Bercy: calcul d'impot Parmi les milliers de ressortissants français installés ces dernières années à Marrakech, Essaouira ou El Jadida, beaucoup ont été conquis par la douceur du climat et le charme de ces villes. Mais beaucoup ont été également séduits par une fiscalité marocaine moins «brûlante», voire à l’idée de profiter d’un «paradis» fiscal et d’échapper ainsi aux griffes de la redoutable administration des impôts à Bercy.

Attention aux faux calculs car vous pouvez être vite rattrapés par le Fisc qui a des «radars» jusqu’au Maroc à travers la clause d’assistance dans la lutte contre l’évasion fiscale prévue dans la convention franco-marocaine. «Le simple fait de quitter la France et d’acheter par exemple un appartement ou un riad à Marrakech ne signifie pas d’office que l’on n’est plus redevable d’impôt en France», précise Rachid Seddik Seghir, expert-comptable, spécialiste des questions fiscales. «D’autres critères rentrent en jeu, ils sont définis dans l’accord de non-double imposition entre le Maroc et la France», ajoute-t-il.

Le droit fiscal français interne parle de domiciliation, expression qui ratisse moins large que celle de résidence fiscale employée dans la doctrine conventionnelle, fait remarquer Me Manuel Castro, avocat fiscaliste, associé au cabinet Castro & Associés. La résidence fiscale est bien plus contraignante en ratissant plus large. De ce fait, «le départ d’un contribuable à l’étranger n’entraîne pas de droit le transfert de son lieu d’imposition et passage sous le régime appliqué aux non-résidents», met en garde le fiscaliste français. Attention donc à ne pas jouer le mort en «omettant» de déclarer ses revenus surtout que l’accord franco-marocain (qui fonctionne très bien, disent les responsables) prévoit une clause d’assistance bilatérale de lutte contre l’évasion fiscale. «Contre ceux qui seraient tentés par le lego fiscal, le législateur a prévu des parades». Au regard de la doctrine marocaine, «une personne physique est réputée avoir sa domiciliation fiscale dans le Royaume si elle y justifie d’un foyer permanent d’habitation ou d’un centre d’intérêts économiques ou d’apporter une preuve d’un séjour continu ou discontinu de 183 jours dans l’année». Pour le contribuable, il suffit de rentrer dans l’une de ces catégories pour être assujetti à l’impôt au Maroc sur tous les revenus, y compris de source étrangère.

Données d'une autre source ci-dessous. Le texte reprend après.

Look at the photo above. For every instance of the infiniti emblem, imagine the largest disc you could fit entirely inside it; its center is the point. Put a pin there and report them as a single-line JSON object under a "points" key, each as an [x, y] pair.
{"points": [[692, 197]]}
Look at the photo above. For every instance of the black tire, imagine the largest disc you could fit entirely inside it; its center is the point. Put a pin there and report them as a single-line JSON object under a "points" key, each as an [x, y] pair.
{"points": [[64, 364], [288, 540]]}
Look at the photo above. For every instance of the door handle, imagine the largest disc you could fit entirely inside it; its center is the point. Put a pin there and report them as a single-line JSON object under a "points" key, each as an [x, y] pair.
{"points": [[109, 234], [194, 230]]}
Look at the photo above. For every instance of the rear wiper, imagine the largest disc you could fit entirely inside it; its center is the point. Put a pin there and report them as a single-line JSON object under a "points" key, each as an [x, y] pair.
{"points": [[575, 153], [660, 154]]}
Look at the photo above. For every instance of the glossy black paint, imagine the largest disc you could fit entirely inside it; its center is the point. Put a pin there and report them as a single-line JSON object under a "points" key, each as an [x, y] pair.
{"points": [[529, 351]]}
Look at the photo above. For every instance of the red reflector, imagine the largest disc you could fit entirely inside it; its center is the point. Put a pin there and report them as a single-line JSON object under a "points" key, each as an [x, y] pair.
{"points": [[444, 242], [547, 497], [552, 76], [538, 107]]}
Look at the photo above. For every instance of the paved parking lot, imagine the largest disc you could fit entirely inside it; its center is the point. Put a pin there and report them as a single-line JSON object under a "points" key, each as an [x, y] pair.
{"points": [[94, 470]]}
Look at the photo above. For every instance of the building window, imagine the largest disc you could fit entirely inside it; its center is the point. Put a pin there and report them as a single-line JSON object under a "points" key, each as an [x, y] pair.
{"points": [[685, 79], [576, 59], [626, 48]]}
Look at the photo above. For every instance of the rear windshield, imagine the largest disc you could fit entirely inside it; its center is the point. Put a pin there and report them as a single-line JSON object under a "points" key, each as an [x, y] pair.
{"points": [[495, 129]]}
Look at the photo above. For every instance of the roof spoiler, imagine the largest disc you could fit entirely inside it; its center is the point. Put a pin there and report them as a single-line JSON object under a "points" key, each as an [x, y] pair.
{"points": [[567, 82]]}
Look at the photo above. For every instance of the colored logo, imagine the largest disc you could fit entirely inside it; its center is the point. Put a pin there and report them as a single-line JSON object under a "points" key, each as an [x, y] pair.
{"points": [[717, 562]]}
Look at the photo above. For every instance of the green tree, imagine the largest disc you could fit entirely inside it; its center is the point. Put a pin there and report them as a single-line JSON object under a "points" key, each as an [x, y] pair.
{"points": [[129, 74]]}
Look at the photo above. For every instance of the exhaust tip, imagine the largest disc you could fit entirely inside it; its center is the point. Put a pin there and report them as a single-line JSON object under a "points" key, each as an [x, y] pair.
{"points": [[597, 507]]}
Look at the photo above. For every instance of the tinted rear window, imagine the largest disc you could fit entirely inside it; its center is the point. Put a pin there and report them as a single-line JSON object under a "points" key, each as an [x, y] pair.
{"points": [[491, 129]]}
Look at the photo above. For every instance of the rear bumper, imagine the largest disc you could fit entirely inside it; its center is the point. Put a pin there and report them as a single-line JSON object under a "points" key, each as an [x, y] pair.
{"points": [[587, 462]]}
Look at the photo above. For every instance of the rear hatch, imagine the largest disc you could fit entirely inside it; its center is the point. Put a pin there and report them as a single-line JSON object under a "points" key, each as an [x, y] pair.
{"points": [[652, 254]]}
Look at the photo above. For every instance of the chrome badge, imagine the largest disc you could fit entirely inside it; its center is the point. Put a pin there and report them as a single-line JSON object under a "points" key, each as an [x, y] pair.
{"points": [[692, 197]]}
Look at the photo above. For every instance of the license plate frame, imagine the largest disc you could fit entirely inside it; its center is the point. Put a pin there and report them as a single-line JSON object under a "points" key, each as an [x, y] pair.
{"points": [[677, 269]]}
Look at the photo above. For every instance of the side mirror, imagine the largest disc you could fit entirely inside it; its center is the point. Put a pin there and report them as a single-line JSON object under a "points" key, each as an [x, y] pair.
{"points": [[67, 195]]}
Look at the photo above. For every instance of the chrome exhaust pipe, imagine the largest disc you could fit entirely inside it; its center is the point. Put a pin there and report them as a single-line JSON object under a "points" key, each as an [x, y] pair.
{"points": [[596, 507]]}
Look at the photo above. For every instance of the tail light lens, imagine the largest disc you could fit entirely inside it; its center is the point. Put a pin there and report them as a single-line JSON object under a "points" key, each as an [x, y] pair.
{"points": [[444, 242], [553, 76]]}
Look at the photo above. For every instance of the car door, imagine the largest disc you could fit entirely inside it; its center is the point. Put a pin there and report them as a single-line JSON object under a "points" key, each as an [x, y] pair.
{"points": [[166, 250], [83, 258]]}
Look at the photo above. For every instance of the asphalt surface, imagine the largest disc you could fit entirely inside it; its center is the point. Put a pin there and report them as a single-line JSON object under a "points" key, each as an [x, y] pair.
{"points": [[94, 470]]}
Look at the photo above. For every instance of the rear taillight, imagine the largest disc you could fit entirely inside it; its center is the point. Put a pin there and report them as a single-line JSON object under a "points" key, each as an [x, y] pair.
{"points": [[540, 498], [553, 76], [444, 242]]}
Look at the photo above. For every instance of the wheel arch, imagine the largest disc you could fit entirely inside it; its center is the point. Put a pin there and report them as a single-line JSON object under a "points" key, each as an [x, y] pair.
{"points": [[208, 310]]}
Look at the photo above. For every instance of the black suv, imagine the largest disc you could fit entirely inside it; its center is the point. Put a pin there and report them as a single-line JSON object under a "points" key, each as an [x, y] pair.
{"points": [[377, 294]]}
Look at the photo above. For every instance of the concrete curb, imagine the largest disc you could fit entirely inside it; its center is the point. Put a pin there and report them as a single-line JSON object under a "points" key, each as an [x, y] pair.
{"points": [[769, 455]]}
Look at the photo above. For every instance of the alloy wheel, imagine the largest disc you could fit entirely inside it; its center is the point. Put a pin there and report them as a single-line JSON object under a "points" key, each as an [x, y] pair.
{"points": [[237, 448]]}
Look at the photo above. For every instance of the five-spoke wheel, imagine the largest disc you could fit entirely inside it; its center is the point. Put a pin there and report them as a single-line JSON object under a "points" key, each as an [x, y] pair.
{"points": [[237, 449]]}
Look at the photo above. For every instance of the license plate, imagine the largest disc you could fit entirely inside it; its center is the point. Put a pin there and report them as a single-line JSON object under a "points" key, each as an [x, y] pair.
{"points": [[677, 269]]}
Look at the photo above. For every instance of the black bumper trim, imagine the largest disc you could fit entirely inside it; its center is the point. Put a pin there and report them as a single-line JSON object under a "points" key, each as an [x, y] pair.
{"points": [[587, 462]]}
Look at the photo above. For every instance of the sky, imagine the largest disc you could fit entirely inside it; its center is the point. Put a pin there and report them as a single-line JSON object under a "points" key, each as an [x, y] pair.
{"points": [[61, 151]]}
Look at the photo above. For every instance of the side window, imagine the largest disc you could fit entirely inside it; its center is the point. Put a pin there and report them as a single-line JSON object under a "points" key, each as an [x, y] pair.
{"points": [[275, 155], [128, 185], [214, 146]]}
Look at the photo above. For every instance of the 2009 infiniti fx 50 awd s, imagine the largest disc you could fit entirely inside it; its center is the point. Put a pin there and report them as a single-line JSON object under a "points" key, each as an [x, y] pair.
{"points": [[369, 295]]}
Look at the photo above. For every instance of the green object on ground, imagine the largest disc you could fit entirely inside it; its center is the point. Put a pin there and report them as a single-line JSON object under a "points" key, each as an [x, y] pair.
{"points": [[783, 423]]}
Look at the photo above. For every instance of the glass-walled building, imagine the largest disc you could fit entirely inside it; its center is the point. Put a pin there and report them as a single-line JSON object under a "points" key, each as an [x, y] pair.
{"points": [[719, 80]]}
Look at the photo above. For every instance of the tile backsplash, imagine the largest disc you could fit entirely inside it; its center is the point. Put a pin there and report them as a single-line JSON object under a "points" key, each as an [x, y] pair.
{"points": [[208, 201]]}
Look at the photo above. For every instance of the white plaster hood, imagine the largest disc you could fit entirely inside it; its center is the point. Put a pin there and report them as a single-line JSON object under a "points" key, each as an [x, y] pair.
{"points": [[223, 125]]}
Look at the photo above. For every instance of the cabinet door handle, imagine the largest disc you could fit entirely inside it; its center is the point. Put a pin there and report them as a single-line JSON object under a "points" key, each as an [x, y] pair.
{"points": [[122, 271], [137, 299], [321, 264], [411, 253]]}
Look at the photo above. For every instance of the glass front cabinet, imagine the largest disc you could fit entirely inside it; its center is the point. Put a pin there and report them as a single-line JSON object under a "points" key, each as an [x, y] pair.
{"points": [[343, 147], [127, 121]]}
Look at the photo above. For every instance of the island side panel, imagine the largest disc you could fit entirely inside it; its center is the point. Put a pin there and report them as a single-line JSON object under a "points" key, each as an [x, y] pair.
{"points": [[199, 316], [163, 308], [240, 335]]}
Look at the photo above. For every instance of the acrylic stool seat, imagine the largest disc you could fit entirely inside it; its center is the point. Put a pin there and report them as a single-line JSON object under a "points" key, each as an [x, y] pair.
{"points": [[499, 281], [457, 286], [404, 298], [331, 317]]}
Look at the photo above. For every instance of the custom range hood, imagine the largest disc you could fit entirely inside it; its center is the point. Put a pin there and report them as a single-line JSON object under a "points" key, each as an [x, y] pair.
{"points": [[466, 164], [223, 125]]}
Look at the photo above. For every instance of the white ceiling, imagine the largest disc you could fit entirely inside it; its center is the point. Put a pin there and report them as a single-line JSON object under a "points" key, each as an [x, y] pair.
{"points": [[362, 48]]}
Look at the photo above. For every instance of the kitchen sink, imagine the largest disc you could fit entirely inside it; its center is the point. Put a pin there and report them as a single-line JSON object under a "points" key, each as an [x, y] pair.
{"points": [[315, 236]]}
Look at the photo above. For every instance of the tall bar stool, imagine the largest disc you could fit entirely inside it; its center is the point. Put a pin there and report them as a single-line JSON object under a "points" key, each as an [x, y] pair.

C’est exactement la même approche qui est adoptée par le Fisc français. Et les limiers de la DGI à Bercy ont des antennes partout et des moyens pour s’assurer que parmi les milliers de Français qui s’installent au Maroc, il n’y a pas d’«exilés» fiscaux. En tous les cas, avant de partir, il faut s’assurer que vous avez signalé votre départ au service local des impôts de votre circonscription pour éviter toute mauvaise surprise. Pour le Fisc, toute omission de cette déclaration est assimilée au statu quo avec les conséquences que cela implique. Un contribuable est considéré comme redevable d’impôt dans l’Hexagone, s’il rentre dans l’un des trois critères de détermination du domicile fiscal (voir encadré). Ainsi, un Français résidant à Marrakech par exemple mais qui exploite un cabinet conseil ou un bureau d’architecte à Montpellier est présumé avoir son domicile réel dans l’Hexagone et donc, y payer ses impôts malgré une carte de séjour marocaine. Et ce, quelles que soient les autres circonstances pouvant affecter sa situation, ces activités étant considérées comme son centre d’intérêts professionnels ou économiques. Pour le Fisc français, «l’activité principale correspond à celle à laquelle l’on consacre le plus de temps effectif, même si elle ne dégage pas l’essentiel des revenus».